O tecido do edredom, por mais grosso que fosse não o aquecia. O frio tinha raízes lá no mais profundo da alma. Nada externamente o aqueceria tanto quanto os braços dela. Ele jazia mórbido sob os braços daquele tecido espesso. Os segredos enalteciam o fervor inócuo do sentir que apoderava seu colo com um frio insuportável, municiando o íntimo com uma saudade dolorosa. Sentia falta dela. Do seu beijo, do seu calor, do seu afago e sua pele nua. Ela, ao se for, arrancara um pedaço dele, e que o definhava.

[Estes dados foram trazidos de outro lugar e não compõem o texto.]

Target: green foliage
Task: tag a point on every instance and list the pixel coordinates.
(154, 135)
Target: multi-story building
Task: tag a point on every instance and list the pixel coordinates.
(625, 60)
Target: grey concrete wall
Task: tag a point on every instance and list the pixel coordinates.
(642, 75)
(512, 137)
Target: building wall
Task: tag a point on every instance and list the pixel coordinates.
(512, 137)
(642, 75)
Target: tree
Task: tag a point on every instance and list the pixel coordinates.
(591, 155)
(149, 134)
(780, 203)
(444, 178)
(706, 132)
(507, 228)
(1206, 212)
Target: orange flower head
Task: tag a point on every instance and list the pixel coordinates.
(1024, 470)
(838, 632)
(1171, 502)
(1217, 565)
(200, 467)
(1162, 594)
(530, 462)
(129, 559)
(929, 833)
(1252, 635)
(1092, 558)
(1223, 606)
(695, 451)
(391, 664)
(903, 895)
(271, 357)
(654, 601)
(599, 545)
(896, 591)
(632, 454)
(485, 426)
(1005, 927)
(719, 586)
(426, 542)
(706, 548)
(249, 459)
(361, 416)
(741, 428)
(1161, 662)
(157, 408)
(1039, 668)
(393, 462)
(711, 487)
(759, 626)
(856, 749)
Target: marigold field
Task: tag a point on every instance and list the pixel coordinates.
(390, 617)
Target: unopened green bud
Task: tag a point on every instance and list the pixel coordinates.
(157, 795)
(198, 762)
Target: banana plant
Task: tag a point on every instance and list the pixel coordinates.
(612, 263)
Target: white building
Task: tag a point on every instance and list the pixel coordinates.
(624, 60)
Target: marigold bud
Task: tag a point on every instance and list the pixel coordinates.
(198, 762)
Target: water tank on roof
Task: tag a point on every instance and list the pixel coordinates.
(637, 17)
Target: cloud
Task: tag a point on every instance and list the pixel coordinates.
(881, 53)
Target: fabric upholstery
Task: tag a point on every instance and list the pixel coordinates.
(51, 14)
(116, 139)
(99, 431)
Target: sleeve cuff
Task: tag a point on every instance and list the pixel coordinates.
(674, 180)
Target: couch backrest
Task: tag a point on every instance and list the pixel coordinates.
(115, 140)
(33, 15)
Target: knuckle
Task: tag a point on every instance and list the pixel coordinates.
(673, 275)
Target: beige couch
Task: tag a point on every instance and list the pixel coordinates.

Quando a tremedeira agrediu com intensidade, ele só pôde se aninhar mais ainda sob o cobertor, antevendo o desfecho daquela noite. O frio consumia sua vida. O veneno que ele tomara antes de se deitar agia com crueldade. Não havia mais motivo para viver sem seu anjo. Decretara o fim da própria vida. A saudade findaria. O frio sob o cobertor também.



Aspas do Autor: É pena que determinadas fraquezas levem tantos a ceifarem suas próprias vidas. Enfim, quero destacar que no dia 28 de junho o blog completou cinco anos de existência. Nunca imaginei chegar nesta marca. Pra brindar este importante momento "Elos no Horizonte" se tornará livro, e em muito breve será lançado. Espero que se interessem em folhear meus textos, minhas palavras. Mais adiante dou mais detalhes. Aguardem. 

(In)terna revolução

22 de junho de 2013




Quando percebemos o calor das inquietações, acenamos envolver os mistérios, jogá-los ao céu com o intuito de desembaraçá-los. Aguçamos o olhar. Os erros ficam salientes. É preciso, muitas vezes, a retomada do nosso equilíbrio. Em meio a tantas reflexões, caímos em si. O mundo não precisa de um alinhamento. Quem precisa somos nós mesmos. Uma mudança de olhar, uma virada de rosto, um passo à frente. Qualquer gesto muda tudo ao redor. Uma atitude principia a alternância do clima. A palavra de ordem é revolução. 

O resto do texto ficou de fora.